In an interview for The Plant Journal Features, GREEN-IT member Rubén Vicente highlights the work of the PEM lab and how their use of combined field-phenotyping and metabolomics techniques is contributing to breeders and farmers, as well as the scientific community

Climate change and increased food demand call for an urgent need to generate improved crops, with a greater capacity to adapt and persist.
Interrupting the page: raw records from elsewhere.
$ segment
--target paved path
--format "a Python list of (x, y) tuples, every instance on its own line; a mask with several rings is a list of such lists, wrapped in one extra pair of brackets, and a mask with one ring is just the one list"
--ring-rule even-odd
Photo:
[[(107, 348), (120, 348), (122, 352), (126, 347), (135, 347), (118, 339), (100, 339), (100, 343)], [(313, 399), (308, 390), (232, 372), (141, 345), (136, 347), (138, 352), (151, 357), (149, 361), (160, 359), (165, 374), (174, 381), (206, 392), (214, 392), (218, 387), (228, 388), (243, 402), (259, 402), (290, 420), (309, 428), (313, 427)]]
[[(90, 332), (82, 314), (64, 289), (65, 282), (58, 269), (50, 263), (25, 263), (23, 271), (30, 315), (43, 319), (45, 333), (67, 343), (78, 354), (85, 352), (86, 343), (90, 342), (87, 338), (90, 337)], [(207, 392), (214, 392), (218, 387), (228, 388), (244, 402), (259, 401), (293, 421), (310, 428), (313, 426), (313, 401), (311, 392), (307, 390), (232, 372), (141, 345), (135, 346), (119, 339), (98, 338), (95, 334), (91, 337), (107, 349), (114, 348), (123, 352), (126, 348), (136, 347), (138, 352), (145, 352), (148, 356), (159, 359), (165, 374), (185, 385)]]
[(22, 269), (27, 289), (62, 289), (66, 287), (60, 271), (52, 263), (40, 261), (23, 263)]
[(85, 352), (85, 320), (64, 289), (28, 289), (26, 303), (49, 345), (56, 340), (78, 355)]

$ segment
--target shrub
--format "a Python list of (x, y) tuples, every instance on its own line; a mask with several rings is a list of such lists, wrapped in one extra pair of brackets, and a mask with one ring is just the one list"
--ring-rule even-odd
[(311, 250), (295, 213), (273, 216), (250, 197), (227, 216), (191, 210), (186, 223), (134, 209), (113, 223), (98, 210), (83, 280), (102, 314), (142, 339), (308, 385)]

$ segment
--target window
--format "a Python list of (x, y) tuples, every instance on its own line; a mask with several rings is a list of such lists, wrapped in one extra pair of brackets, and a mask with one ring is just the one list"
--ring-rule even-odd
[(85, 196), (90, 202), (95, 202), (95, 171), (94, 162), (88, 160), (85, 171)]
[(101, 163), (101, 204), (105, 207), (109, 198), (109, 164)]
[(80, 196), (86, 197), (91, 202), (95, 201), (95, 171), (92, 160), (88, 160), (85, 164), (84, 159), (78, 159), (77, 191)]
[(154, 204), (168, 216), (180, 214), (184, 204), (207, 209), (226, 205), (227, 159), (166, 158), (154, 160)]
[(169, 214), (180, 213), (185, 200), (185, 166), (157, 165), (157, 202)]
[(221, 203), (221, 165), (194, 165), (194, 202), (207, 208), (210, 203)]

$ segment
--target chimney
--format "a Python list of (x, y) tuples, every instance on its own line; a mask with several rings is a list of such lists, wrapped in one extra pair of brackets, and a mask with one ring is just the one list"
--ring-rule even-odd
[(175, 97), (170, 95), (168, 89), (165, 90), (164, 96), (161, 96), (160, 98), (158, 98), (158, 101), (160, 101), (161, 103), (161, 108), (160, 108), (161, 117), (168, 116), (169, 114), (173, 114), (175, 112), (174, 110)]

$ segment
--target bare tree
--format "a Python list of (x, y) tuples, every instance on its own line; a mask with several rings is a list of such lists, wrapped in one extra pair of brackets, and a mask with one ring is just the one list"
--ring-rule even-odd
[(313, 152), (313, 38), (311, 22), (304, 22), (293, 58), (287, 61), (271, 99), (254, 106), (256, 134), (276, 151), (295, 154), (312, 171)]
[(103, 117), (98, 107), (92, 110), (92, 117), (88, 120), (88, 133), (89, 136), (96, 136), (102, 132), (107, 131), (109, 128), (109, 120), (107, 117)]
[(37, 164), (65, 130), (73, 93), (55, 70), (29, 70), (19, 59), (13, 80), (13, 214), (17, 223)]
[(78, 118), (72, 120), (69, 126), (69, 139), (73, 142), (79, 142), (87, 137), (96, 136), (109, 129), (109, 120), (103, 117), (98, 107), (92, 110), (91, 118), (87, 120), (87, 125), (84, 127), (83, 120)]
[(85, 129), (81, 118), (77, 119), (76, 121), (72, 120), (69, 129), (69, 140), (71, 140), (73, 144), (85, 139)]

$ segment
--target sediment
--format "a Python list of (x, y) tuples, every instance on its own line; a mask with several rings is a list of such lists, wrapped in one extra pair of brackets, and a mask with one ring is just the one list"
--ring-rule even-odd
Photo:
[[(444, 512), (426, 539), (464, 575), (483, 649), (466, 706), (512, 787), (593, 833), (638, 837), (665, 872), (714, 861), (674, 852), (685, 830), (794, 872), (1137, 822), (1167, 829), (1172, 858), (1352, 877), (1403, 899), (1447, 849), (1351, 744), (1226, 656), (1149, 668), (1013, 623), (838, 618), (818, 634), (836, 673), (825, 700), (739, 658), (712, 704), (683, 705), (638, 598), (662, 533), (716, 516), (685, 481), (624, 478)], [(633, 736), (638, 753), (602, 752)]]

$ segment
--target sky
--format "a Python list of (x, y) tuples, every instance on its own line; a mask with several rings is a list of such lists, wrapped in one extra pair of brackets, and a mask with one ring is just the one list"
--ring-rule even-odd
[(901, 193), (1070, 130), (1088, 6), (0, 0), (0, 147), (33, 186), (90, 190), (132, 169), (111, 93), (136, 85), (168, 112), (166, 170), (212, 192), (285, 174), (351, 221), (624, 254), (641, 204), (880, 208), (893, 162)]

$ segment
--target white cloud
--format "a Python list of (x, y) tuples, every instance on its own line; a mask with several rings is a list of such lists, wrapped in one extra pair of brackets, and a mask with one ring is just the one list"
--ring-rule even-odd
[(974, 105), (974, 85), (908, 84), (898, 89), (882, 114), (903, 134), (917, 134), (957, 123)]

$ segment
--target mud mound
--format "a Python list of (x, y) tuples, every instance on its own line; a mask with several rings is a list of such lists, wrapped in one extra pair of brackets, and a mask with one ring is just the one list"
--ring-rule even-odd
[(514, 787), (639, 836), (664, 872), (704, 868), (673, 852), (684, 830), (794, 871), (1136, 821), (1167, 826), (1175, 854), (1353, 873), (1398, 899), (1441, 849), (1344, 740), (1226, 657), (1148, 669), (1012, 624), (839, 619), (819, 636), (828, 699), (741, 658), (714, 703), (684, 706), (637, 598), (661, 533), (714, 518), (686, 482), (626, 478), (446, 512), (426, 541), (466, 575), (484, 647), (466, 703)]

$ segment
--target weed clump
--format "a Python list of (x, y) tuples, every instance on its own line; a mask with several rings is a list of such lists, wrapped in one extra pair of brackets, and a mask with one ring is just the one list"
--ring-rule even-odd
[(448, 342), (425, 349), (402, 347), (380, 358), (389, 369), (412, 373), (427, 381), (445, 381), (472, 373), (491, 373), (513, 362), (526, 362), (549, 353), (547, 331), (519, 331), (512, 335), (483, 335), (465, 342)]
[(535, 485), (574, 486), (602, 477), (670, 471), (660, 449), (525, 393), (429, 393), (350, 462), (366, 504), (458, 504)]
In an interview with The Plant Journal, ITQB NOVA Principal Investigator of the Plant Ecophysiology and Metabolism (PEM) lab and GREEN-IT member Rubén Vicente discusses how the lab’s research is contributing to solutions to fight these global issues.

At the PEM lab, the combination of field-phenotyping and plant metabolomic techniques is not unheard of. “We combine both things since in order to clarify what’s behind a given phenotype; we need to understand the metabolic mechanism of the response and not just follow grain yield,” explains Rubén Vicente to The Plant Journal.  However, it is the researchers’ close relationship with breeders and farmers that allows for an accurate translation of this knowledge into application. “(…) we work closely with breeders and actually support breeding programs with high-throughput phenotyping to cover many growth plots and select better-performing and more climate-tolerant varieties very fast,” says the researcher,  “(…) the knowledge is flowing directly to the farmers by releasing the best varieties each year on a seasonal and regional basis, and this works vice versa when breeders and sometimes even farmers raise the need to develop a phenotyping technique for a specific trait or organ based on their experience”.

Also discussed is the fact that as cereals are no longer being studied at the whole plant level alone, but are rather analyzed by organs, this leads to the finding of new interesting targets for breeders. Such is the case of the ear organ - the grain-bearing tip part of the stem in wheat and other cereals -, whose photosynthetic performance has been linked to yield, and has therefore also been a subject of interest for the PEM lab.  “Our work and others clearly show that canopy and, particularly, ear photosynthesis matters!” argues Rubén.